O então governador do Banco Nacional de Angola (BNA), Walter Filipe, reconheceu que a banca do país estava a ser colocada “à margem” do sistema financeiro mundial, numa aparente alusão à falta de acesso dos bancos angolanos ao circuito internacional de divisas, por dúvidas dos reguladores internacionais sobre credibilidade das instituições angolanas.

Para Walter Filipe, era necessário colocar “ética e moral” na banca angolana, devendo esta ser colocada ao “serviço do bem comum”.

“Devemos fazê-lo implementando em Angola as normas prudenciais e as boas práticas nacionais e internacionais, e todas as normas de combate ao branqueamento de capitais e de financiamento ao terrorismo, porque estamos a ficar numa situação em que está a ser colocado o sistema financeiro angolano à margem do sistema financeiro mundial. E isto é grave para a prosperidade das nossas famílias”, apontou.

Criada em 1912, o Banco da China funcionou até 1949 como banco central chinês.
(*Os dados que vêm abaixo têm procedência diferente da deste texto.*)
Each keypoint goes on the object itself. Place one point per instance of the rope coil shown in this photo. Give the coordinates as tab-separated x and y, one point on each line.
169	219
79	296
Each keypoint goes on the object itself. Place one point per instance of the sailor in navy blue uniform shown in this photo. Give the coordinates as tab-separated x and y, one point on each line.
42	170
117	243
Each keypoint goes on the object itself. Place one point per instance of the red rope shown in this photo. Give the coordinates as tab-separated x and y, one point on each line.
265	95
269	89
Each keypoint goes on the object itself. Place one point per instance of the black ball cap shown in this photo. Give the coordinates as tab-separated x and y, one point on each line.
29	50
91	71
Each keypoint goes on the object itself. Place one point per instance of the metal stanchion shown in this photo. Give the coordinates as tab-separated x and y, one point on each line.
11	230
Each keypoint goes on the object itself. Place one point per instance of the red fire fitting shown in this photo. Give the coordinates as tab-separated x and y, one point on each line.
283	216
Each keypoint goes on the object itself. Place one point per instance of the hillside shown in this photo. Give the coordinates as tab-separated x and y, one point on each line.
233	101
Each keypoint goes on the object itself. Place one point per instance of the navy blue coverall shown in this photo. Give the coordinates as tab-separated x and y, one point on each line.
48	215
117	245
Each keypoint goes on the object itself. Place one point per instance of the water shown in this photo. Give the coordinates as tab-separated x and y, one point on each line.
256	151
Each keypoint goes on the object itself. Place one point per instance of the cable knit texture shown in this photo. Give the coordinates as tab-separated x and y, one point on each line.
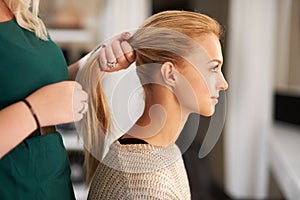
140	171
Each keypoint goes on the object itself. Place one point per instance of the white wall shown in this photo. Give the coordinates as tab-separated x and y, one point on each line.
250	68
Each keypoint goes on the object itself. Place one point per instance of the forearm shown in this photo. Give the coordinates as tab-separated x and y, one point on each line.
16	123
75	67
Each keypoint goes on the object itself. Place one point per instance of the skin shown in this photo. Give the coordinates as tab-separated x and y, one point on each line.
50	108
181	91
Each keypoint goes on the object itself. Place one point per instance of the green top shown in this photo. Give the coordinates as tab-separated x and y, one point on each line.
38	168
26	63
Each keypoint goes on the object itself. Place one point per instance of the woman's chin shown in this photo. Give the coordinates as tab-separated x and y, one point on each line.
207	112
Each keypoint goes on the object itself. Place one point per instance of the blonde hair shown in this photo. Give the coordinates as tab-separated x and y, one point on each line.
166	36
26	14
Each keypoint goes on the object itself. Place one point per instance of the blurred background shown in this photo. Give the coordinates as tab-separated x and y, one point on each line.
257	155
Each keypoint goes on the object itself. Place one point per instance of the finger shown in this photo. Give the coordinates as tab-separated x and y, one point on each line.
122	62
110	57
102	58
128	50
125	35
85	96
117	49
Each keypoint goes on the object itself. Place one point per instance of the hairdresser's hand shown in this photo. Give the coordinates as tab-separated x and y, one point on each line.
116	50
59	103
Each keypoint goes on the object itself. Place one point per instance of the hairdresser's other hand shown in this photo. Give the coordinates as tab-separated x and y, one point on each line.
117	50
58	103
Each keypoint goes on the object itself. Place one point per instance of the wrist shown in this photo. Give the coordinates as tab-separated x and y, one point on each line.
33	113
Após várias transformações, ainda nas mãos do Estado mas já como banco comercial, tem vindo a concentrar atenções no apoio às empresas e comunidades chinesas fora do país, com destaque para as economias emergentes.
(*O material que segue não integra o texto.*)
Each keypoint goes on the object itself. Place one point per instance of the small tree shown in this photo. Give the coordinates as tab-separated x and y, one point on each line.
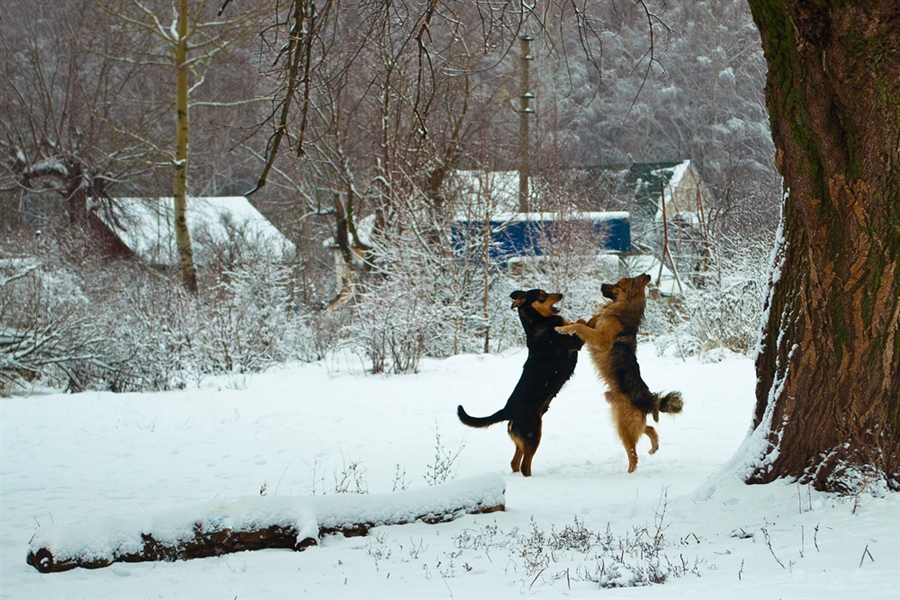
196	36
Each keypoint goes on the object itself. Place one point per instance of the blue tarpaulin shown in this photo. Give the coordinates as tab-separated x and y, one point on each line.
525	234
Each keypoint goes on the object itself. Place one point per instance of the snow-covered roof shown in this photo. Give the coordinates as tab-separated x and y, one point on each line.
498	190
227	224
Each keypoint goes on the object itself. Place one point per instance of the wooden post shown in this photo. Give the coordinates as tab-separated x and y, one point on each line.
525	112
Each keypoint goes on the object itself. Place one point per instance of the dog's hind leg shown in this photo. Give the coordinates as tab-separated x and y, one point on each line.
654	439
516	462
530	449
630	424
527	440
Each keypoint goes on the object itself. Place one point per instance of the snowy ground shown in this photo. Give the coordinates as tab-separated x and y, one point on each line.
310	429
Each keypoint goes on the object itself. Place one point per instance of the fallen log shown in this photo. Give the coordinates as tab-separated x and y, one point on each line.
254	524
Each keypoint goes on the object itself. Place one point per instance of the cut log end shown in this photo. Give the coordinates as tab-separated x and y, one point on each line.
203	543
No dia 12 de Outubro de 2015 foi noticiado que os bancos centrais de Angola e da China estavam a acertar os pormenores de um acordo que para permitir o uso das moedas nacionais de ambos os países, nas trocas comerciais bilaterais.

O acordo, cujo anúncio da sua negociação foi feito em Agosto de 2015, pela então ministra do Comércio de Angola, Rosa Pacavira, iria permitir – na tese do Governo – que os agentes económicos de ambos os países pudessem usar a moeda chinesa em Angola e a angolana na China, facilitando as trocas comerciais.
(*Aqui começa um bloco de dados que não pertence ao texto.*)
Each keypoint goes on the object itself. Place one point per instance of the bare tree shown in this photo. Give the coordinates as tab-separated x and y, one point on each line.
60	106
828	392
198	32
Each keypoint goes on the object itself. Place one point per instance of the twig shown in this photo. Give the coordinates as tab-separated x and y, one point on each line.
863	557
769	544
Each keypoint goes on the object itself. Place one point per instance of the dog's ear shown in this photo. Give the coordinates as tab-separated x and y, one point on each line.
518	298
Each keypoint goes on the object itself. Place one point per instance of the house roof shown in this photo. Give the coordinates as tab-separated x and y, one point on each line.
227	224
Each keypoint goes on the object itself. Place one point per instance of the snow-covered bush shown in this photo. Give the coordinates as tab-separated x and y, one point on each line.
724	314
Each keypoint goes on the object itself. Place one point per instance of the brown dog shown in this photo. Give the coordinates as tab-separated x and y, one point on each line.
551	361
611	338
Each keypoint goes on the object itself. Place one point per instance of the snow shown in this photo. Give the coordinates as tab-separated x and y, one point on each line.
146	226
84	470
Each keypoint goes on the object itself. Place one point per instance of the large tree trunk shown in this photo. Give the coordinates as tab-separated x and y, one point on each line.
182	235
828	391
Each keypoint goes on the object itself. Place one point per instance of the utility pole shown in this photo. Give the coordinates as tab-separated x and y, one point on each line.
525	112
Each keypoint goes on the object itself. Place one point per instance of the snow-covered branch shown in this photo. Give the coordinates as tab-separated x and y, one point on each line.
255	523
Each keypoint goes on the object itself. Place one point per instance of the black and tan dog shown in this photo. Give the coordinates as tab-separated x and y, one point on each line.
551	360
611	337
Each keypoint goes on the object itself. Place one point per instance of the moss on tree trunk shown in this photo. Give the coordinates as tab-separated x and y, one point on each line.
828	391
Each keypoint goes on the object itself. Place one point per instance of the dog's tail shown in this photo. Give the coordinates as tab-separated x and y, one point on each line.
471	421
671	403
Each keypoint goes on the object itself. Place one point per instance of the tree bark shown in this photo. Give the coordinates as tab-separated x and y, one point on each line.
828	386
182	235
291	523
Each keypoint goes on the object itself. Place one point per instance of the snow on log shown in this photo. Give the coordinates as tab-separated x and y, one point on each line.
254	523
A ministra Rosa Pacavira anunciou na altura que o kwanza angolano ia valer na China e o renminbi (moeda chinesa ou yuan) em Angola.

Recorde-se que a Economist Intelligence Unit (EIU) considerou que o aprofundamento das relações económicas entre Angola e China é mutuamente positiva, mas é dificultada pelos altos custos de fazer negócios no reino de sua majestade o rei de Angola e pelo abrandamento chinês.

“Ambos os países gostam de falar muito da sua relação mutuamente vantajosa, e ambos certamente têm algo a ganhar se avançarem para além do tradicional modelo de crédito estatal, mas estas boas intenções devem primeiro superar as dificuldades e os altos custos de fazer negócios em Angola, e podem ser abrandadas pelo próprio abrandamento económico da China”, escreve a EIU.

Para a unidade de análise económica da revista britânica The Economist, Angola estava a tentar (o que faz há 44 anos) diversificar as suas fontes de financiamento: depois de ter apostado num conjunto de empréstimos bilaterais por parte de bancos comerciais ocidentais, Luanda emitiu 1,5 mil milhões de dólares em títulos de dívida soberana, já depois da visita do Presidente Eduardo dos Santos à China, na qual terá garantido um financiamento de 6 mil milhões de dólares de crédito chinês.

“Angola está a aprofundar a sua relação económica com a China, esperando ir além do tradicional modelo estatal de linhas de crédito pagas em petróleo, para uma abordagem mais diversificada e liderada pelo sector privado”, escrevem os analistas da EIU numa nota enviada aos investidores.

“O investimento privado estrangeiro é urgentemente necessário em Angola, a lutar contra os preços baixos do petróleo, a sua maior exportação e fonte de receitas”, escreve a EIU, acrescentando que “as empresas chinesas têm a capacidade de fornecer dinheiro e ‘know-how’ para ajudar o país a desenvolver sectores não petrolíferos, como a agricultura e a manufacturação, e criar os tão necessários empregos”.

As diferenças culturais, no entanto, “precisam de ser geridas para evitar que os novos actores e a concorrência aumentem as tensões sociais”, acrescentavam os analistas.

Apesar de o sistema de pagar em petróleo os empréstimos chineses que são usados na reconstrução do país ter resultado bem para Angola, o modelo está a tornar-se mais difícil para o país.

“Com os preços do petróleo fortemente pressionados, o volume de crude que Angola tem de enviar para a China para cumprir as obrigações financeiras cresceu consideravelmente”, escreve a EIU, concluindo que “isto significa que Angola tem menos crude para vender noutros locais, aumentando as dificuldades de receita do Governo e provocando críticas renovadas da oposição sobre os contornos das linhas de crédito chinesas”.